Y es que Wells, pese a lo mucho que hay de disparatado en esta nave terrenal, era optimista y tenía fe en el progreso de la humanidad, incluso en el sometimiento de la técnica. Bradbury ha sido un escéptico. De ahí el tono elegíaco de su obra y su nostalgia poética de no se sabe qué, tal vez de una vida más sencilla o más sencillamente humana. Nostalgia sin duda de esos marcianos que somos o éramos nosotros antes de ser conquistados por el hombre. Porque en esa confrontación entre colonizador y colonizado “los marcianos, que al principio del libro son espantosos, merecen su piedad [la de los hombres] cuando la aniquilación los alcanza. Vencen los hombres y el autor no se alegra de su victoria”, vuelve a decirnos Borges, evocando ese pasaje sobrecogedor del final del libro, cuando la última familia humana ve reflejadas en el agua del planeta rojo las caras de los últimos marcianos: “La Tierra ya no existe; ya no habrá viajes interplanetarios, durante muchos siglos, quizá nunca. Aquella manera de vivir fracasó, y se estranguló con sus propias manos. Sois jóvenes. Os repetiré estas palabras, todos los días, hasta que entren en vosotros”.

Al contrario que a otros autores que han situado sus narraciones en el futuro, a Bradbury le importaba poco la aparente falta de límites del progreso tecnológico, y en lugar de la máquina el protagonista de sus historias es siempre el hombre, o lo que de marciano o de natural queda en él, siendo importante la máquina sólo como parte de la aventura y la desventura humana. Pues Bradbury era un moralista en el mejor sentido de la palabra, lo que sitúa a su obra más allá de todo tiempo y todo espacio. No es extraño, por tanto, que sus temas recurrentes sean los del racismo y el miedo “al otro”, al diferente, y el odio a él asociado. Un odio que dicta los pasos seguidos por la destrucción y finalmente por la muerte, entendida ésta como extinción de lo que de humano queda en el hombre. Argumentos que si ya estaban presentes de manera admirable en su primer libro, también lo estuvieron en el resto de su obra, incluida la última, escrita casi sesenta años después: Ahora y siempre, volumen publicado en 2009 que incluye dos novelas cortas en las que aparecen algunos personajes que eran parte de su educación sentimental: Moby Dick y Katherine Hepburn.

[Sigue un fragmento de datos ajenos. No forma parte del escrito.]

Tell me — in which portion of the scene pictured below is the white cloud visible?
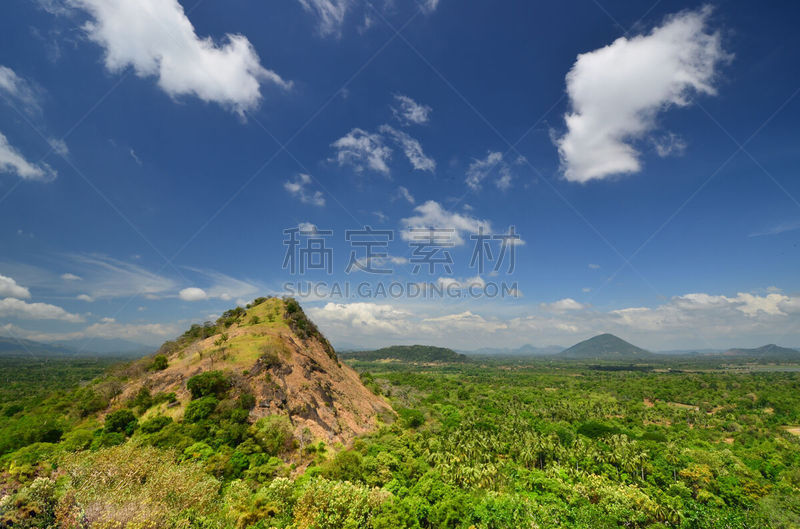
[380,125,436,173]
[556,8,729,182]
[331,128,392,176]
[0,298,83,323]
[309,288,800,350]
[308,303,410,334]
[539,298,586,314]
[466,151,514,191]
[68,0,291,114]
[420,0,439,13]
[0,65,41,114]
[748,221,800,237]
[0,132,58,182]
[392,94,433,125]
[297,222,317,233]
[283,173,325,206]
[298,0,439,37]
[299,0,355,37]
[0,274,31,299]
[651,132,686,158]
[67,255,177,299]
[178,287,208,301]
[397,186,416,204]
[401,200,492,245]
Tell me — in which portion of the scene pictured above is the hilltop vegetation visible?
[0,316,800,529]
[342,345,467,362]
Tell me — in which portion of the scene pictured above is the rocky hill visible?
[111,298,393,444]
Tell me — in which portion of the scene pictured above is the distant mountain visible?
[721,343,800,360]
[460,344,564,356]
[53,338,152,356]
[558,334,653,360]
[0,336,75,356]
[0,336,157,356]
[340,345,467,362]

De la maestría narrativa de Bradbury han quedado huellas en virtualmente todos los géneros, más allá de los relatos ambientados en el futuro que le han dado fama, de lo que es buena prueba La muerte es un asunto solitario, que constituye toda ella un soberbio homenaje a la gran tradición americana de novela negra; o esa prodigiosa mezcla de fantasía y realidad que es El vino del estío, crónica de un verano hecha por el adolescente Douglas Spaulding, que ha merecido el honor de dar nombre a un cráter de la Luna y que tuvo su continuación en El verano de la despedida. Sin olvidar, claro está, Fahrenheit 451, única novela de Bradbury que puede adscribirse al género de la ciencia-ficción (o más bien de la política-ficción), y que sin embargo, como tantas otras grandes obras satíricas, alude directamente al momento en que Bradbury escribía, un momento marcado en Estados Unidos por el macarthismo y la censura. De absoluta modernidad es hoy este bombero Montag encargado de la quema de libros, así como su novia Clarisse, esa joven antisocial que “está loca porque piensa”, y aquel Granger llamado a la salvación de los libros y la memoria.

Algunos, ocupados en otros asuntos, pensábamos que Bradbury ya se había ido a Marte hace tiempo, con lo que ha venido a darse la paradoja de que haya sido su muerte la que nos lo ha acercado de nuevo. Al lector en español de este autor que por temperamento está más cerca de Kafka que de cualquiera de sus presuntos colegas de la ciencia-ficción, le conviene saber que casi toda su obra ha sido publicada entre nosotros por Ediciones Minotauro, nombre éste también mítico y marciano, a la que hay que agradecer que haya mantenido a nuestra disposición en su catálogo, en los muchos años de semiolvido, la obra de este contemporáneo imprescindible para entender nuestra modernidad.